The weather completely changed the challenge. Once we knew that we were in for a week of very volatile and changing conditions, safety became so much more important. It became much more of a case of surviving each day the best I could and getting through it as safely as possible. I still did the hours but it meant at times we had to adjust the plan and rack up elevation cycling up Alpe Du Zwift on the turbo too.
Which Parcours wheels did you use for the challenge?
My Cervélo R5 was fitted out with a set of Ronde wheels. I chose these as they are a lightweight but also wide option which meant that I could fit some wider tyres on and still get a bit of an aero benefit. I chose these also because they are shallower, meaning even less of a concern when the gales were blustering away too.They performed fantastically!
What does the rest of the year look like for you? Do you have some exciting plans?
This year to be honest it still looks manic. I think I have basically got 4 ultra races in 5 months which is pretty insane. Next up for me though will be Grinduro in Wales which I'm looking forward to just having a bit of a laugh there.
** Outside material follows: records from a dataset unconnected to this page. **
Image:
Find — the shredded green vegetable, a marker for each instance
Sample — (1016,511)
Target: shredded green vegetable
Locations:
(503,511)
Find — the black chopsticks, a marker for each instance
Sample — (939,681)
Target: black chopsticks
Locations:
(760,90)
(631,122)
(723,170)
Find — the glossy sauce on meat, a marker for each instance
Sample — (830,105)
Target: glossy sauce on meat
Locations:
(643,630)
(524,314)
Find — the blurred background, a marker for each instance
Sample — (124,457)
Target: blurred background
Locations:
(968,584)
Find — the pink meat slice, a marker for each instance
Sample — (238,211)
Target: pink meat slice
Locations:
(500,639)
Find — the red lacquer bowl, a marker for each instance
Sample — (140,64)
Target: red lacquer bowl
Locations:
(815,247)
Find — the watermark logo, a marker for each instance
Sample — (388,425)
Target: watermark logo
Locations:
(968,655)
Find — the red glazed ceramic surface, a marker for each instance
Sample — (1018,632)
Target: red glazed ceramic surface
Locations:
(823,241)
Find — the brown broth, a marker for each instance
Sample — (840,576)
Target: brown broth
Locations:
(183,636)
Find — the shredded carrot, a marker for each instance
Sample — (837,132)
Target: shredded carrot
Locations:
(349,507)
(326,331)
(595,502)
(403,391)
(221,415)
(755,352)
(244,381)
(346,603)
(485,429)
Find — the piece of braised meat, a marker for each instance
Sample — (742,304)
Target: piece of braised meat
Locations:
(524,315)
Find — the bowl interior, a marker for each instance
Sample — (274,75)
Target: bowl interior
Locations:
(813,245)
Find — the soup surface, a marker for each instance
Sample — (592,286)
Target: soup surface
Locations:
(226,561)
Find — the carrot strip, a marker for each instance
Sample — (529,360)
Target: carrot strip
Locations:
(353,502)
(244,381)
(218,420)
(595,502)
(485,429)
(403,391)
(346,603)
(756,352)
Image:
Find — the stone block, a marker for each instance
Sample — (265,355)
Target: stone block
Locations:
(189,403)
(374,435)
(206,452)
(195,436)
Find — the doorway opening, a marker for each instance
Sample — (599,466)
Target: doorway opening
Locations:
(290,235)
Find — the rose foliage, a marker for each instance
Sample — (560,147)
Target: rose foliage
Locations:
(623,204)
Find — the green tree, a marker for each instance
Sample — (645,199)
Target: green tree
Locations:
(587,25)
Following that I'll be heading back to go and enjoy Badlands, followed by The Trans Pyrenees, a bikepacking trip I've organised with Cold Dark North and Steezy Collective called 'Not A Thing', Granguanche and then Atlas Mountains in February. Lots of event cancellations over the last few years has just meant that I've ended up with a slammed later part of the year, but more than anything I just am aiming to have fun riding my bike in incredible places. I'm unbelievably lucky to get to do what I do.
What ride is top of your bucket list?
My bucket list is huge to be honest but the trips I enjoy the most are chilled ones with mates where we can really explore a place and just enjoy the journey. Hopefully some more of those are on the cards too.